The reason for the decline in Australia’s unemployment rate, at odds with forecasts offered by the RBA and treasury earlier this year, continues to be debated by the markets.
RBA governor Glenn Stevens attempted to answer that question last week, providing four reasons that may explain why unemployment has topped out far sooner, and far lower, than what many had initially expected.
- The economy is growing faster than what had been previously reported, potentially leading to an upgrade when Q2 GDP data is released next month;
- That Australia’s unemployment data – notoriously volatile – may have been a factor;
- Australia’s trend growth rate may be lower than the 3-3.25% level that many, including the RBA, currently use, leading to the stabilisation in unemployment or;
- Slower wages growth which, despite sub-trend economic growth, is allowing employment growth to remain robust.
All are plausible reasons which could help explain the remarkably resilient state of the labour market, however, there could there be another factor behind the recent decline.
NAB, in a research note released this afternoon, says stronger employment growth is consistent with an improvement in the non-mining economy, which in GDP terms, and overall demand, is being masked by the weakness in mining.
Here’s a couple of charts from NAB to buttress this point.
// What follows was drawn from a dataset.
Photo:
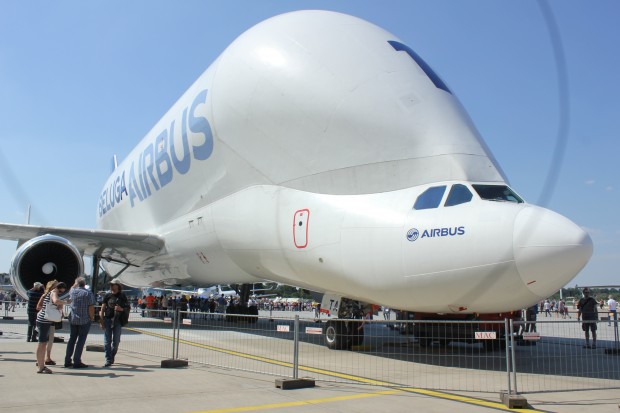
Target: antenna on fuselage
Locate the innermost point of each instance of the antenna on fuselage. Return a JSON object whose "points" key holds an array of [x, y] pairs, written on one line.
{"points": [[113, 164]]}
The first tracks the NAB business conditions index for non-mining industries against final domestic demand, released by the ABS in its quarterly GDP report.
And here’s the capacity utilisation rate from the NAB business survey against the RBA cash rate.
NAB note: “It reminds that trends in capacity utilisation historically have been closely correlated to trends in the RBA cash rate – and that the current trend in capacity use would ordinarily be more supportive of the market beginning to price a slow tilt to higher cash rates!”
Should unemployment continue to decline, regardless of Australia’s trend growth rate, NAB says it will likely have implications for Australian interest rates.
“If the unemployment rate continues to decline, the RBA will likely conclude that growth is above trend (or as we suggest – growth in that part of the economy that matters most for the labour market – is above trend) – irrespective of what that trend rate of growth now is.
This contention, if it turns out to be correct, would reinforce the NAB view that no further monetary policy easing will occur in this cycle and that the market may begin to think about when the RBA might begin to remove monetary accommodation, especially as the turn in the non-mining economy appears to have begun some time ago”.